How Long a modeling contracts last depends on the type of contract, but usually, it’s anywhere from one to five years. It is also important to note that modeling contracts do not magically end on their expiry date. Usually, they automatically renew unless the model provide the agency with the proper termination notice usually 30 – 60 days written notice.

A modeling agency is a company that represents fashion models, to work for the fashion industry. These agencies earn their income via commission, usually from the deal they make with the model and/or the head agency.

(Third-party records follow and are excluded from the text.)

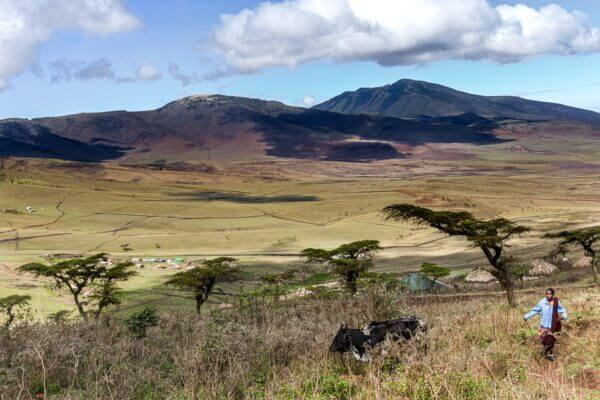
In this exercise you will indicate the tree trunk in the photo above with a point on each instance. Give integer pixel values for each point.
(199, 301)
(595, 268)
(80, 308)
(505, 278)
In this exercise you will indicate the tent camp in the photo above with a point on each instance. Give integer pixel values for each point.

Types of Modeling Contracts

Modeling contracts are what bind an individual person in the modeling industry to a client or company and this comes with the usual terms and conditions necessary to remain under the contractual agreement.  There are different types of contracts and obligations based on these agreements between parties.  There are four types of modeling contracts that a person may sign with:

Mother Agency Contracts

A mother agency (or mother agent) is the one you first begin working with. They’re the agency that helps you learn the industry and build your portfolio, and that gives you the guidance you need to succeed as a model. Mother agencies are often smaller, local modeling agencies. This happens to be the most popular of all modeling contract because it is mainly for novice and amateur models.

Nonexclusive Contracts

A nonexclusive contract gives models the power to sign with as many agencies as they want and possibly find their own non-agency side jobs. This is more common for commercial models than the high fashion or editorial models. You might not get as many opportunities or as much guidance with an nonexclusive agency as you would with an exclusive one, but this type of contract does offer models a lot of freedom. If the modeling agency finds you work then they get paid a commission. And if you find work on your own, you owe them nothing.

Exclusive Contracts

When you sign an exclusive contract with a modeling agency, you can only be represented by that agency for the duration of the contract. Sometimes there are exceptions—the term “exclusive” may be limited by time, geography, or type of modeling—but if you’re working with a top agency like Ford or Wilhelmina Models, then it means you can’t sign with anyone else without their permission.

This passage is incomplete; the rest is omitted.